U.S. Army Fort Lewis, Wash.

Sir:

As the wife of a serviceman, I would suggest the proposed bigger bonus, longer enlistment brain wave be buried in some dark hole. Granted that better pay is a stellar attraction of private industry, it is the living and working conditions the serviceman and his family must endure that make for the low re-enlistment rates. Few of us are born nomads; yet in five years of marriage, I have set up and torn down a household seven times. Five of these times were transfers to other stations.

REGINA S. MILLER Detroit

Measuring Stick

Sir:

The May 28 issue of TIME carried the obit of Dr. Leo Spears, who was described as a "high flying quack" and an "anomaly." For a quack, Spears did some remarkably good work at his hospital despite his flamboyant methods. As one who knew him and had grown to understand the man, I bristle at this ridiculous measuring stick which prompts Spears to be called a quack.

Louis GARRETT, D.C.

Canton, Ohio

Sir:

Your harsh account is a brutal slap to the thousands who owe their health to this -man and his "glassy" institution.

ORRIN K. WARD, D.C.

Denver

Sir:

Leo L. Spears was a chiropractor. He may have been an anomaly. Neither make him a member of the medical profession.

ED FRANKEL Inglewood, Calif.

U-Usage

Sir:

I think that for an American magazine you handled the question of U and non-U speech [May 21] splendidly. But there is one aspect of this enthralling subject which seems to me to have been generally overlooked: the U attitude, around which a whole school of humor has grown up. The classic story of this school is, I believe, the following: A young officer who had lived through the Battle of Dunkirk was being urged by his hostess at a dinner party to describe his experiences. With a shudder he replied: "The noise, my dear! And the people!"

MARY STRICKLAND

New York City

Sir:

Enjoyed the story on Nancy Mitford. Precieuse few are U these days.

B. BECK Champaign, 111.

Gremlins Answered

Sir:

I would like to thank you for the June 4 story on our radio operations; however, a little gremlin must have been at work--and he succeeded in transposing the call letters of our Omaha station. They are KOWH--being derived from the Omaha World Herald, the original owners of the station. On our station in Minneapolis, you batted 50%, one time referring to it as WGDY, another place as WDGY. The latter is right.

TODD STORZ

President

Mid-Continent Broadcasting Co. Omaha

Sir:

Enjoyed your story about R. Todd Storz, King of Giveaway. KOWH is one of the finest stations to listen to because of its music and news, and its commercials are often a riot to listen to.

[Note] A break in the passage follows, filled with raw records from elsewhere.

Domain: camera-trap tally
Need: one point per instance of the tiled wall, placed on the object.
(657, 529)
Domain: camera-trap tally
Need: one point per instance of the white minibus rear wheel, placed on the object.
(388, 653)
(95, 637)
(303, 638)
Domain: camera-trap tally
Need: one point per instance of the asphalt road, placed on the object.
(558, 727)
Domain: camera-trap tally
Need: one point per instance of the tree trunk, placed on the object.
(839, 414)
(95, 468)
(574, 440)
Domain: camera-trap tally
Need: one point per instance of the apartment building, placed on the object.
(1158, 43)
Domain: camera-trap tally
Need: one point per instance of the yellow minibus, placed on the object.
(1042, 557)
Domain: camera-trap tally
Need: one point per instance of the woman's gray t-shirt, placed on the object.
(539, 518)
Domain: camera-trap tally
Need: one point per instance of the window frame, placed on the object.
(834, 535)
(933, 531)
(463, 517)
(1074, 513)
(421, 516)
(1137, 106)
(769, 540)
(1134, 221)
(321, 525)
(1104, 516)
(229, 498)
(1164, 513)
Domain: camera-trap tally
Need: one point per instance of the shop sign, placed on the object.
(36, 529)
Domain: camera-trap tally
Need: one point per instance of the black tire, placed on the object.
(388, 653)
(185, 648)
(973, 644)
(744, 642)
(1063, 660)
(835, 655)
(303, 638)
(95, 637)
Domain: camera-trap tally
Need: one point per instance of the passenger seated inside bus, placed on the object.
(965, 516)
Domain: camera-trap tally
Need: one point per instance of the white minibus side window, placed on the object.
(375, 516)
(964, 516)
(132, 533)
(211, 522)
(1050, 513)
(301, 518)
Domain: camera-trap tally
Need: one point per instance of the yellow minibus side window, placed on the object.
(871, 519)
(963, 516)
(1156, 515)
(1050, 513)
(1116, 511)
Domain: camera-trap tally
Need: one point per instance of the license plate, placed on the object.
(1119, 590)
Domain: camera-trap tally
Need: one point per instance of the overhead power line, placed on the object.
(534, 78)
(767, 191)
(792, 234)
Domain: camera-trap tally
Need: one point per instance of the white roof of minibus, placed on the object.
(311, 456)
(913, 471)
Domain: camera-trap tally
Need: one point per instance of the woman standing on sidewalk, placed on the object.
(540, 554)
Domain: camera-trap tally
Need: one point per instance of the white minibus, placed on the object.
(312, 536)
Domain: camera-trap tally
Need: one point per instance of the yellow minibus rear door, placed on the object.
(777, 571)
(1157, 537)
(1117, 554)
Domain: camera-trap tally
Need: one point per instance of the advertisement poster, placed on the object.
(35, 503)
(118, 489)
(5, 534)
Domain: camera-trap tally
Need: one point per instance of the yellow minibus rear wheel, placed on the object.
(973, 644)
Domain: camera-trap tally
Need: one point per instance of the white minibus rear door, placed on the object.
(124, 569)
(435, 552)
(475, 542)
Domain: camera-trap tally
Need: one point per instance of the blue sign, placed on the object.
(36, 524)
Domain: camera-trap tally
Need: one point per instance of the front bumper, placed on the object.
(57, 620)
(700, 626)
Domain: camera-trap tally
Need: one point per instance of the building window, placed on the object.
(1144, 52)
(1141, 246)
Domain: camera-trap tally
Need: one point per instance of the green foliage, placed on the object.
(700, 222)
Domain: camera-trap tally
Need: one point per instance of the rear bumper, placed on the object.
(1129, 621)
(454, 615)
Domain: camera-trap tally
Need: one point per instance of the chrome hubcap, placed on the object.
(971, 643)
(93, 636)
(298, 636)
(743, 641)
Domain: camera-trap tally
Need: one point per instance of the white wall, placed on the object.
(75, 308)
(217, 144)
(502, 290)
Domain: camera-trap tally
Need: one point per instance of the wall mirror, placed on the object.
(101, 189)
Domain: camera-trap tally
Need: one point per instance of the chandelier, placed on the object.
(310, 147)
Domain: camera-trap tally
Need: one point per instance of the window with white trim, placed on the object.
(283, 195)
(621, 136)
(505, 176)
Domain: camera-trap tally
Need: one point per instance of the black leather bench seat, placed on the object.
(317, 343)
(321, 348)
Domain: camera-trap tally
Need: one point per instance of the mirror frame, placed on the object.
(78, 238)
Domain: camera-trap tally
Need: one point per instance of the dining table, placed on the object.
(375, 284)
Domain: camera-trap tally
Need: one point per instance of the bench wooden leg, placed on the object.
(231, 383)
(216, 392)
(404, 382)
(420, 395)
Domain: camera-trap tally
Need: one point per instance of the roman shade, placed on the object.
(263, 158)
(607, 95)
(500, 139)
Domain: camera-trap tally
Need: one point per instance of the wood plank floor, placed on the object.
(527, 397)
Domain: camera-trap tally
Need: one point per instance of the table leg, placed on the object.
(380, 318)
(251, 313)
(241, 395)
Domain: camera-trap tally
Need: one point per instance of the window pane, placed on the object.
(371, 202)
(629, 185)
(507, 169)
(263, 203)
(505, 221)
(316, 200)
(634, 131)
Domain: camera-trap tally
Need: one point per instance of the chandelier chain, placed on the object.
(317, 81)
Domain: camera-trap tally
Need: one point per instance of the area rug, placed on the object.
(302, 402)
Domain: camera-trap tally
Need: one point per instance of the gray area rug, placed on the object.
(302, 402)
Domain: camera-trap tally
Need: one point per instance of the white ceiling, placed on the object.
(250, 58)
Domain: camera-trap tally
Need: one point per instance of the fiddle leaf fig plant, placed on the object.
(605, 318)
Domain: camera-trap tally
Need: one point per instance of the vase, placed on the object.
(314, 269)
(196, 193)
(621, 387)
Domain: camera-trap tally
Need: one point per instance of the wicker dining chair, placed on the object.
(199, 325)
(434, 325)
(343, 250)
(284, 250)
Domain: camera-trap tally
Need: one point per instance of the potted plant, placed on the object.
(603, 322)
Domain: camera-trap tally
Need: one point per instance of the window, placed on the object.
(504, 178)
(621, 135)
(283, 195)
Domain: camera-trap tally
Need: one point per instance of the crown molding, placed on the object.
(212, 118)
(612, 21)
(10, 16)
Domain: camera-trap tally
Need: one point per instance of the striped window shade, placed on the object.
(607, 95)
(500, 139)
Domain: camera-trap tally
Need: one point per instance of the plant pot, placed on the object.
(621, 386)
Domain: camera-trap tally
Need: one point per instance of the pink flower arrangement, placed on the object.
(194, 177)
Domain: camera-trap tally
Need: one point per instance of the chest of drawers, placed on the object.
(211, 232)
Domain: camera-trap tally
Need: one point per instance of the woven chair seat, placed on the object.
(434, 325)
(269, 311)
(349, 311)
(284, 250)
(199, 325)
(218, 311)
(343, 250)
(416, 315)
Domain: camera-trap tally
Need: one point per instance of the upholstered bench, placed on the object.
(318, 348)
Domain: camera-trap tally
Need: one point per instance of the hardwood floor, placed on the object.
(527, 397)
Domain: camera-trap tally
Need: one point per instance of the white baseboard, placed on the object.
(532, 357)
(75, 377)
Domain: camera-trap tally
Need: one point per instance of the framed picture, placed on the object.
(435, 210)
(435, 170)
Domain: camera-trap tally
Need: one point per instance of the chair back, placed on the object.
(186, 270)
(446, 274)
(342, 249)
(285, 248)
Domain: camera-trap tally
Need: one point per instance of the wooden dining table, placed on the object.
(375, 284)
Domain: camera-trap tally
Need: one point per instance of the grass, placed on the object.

L. D. BAUGHAN Lincoln, Neb.

Non-Skid Row

Sir:

Novelist Nelson Algren, according to TIME, May 28, is convinced that "Skid Row makes the choicest book fodder." Does it? Am I the only one who is weary of problem novels about problem people and of stories that suggest fun and games are to be had only extramaritally ? Mr. Algren would refuse to attend the wedding of Marjorie Morningstar to The Man in the Gray Flannel Suit. Why should I have to officiate at the agonies of his Man with the Golden Arm?

PAMELA M. LOWRY

Toronto

Navy Knots

Sir:

I thought that your May 21 article on Admiral Arleigh Burke was excellent; there has been a little contention here concerning the cover. We are wondering if the line around the Admiral's picture has 31 knots in it or not; there are 27 knots visible, but others may be obscured by the yellow band in the upper right-hand corner.

THOS. LEE ALLMAN JR.

Midshipman '57 Annapolis, Md.

Sir:

For a taut cover shouldn't there be 31 knots?

CONSTANCE L. OLINDER

Summit, N.J.

that yellow bulkhead.--ED.

Happy Returns

Sir:

Many thanks for the mention of my opera, The Birthday of the Infanta, in your issue of May 28. The "happy returns" are already coming in with eleven performances in the offing, publication and recording. A small correction, though--my age is 26.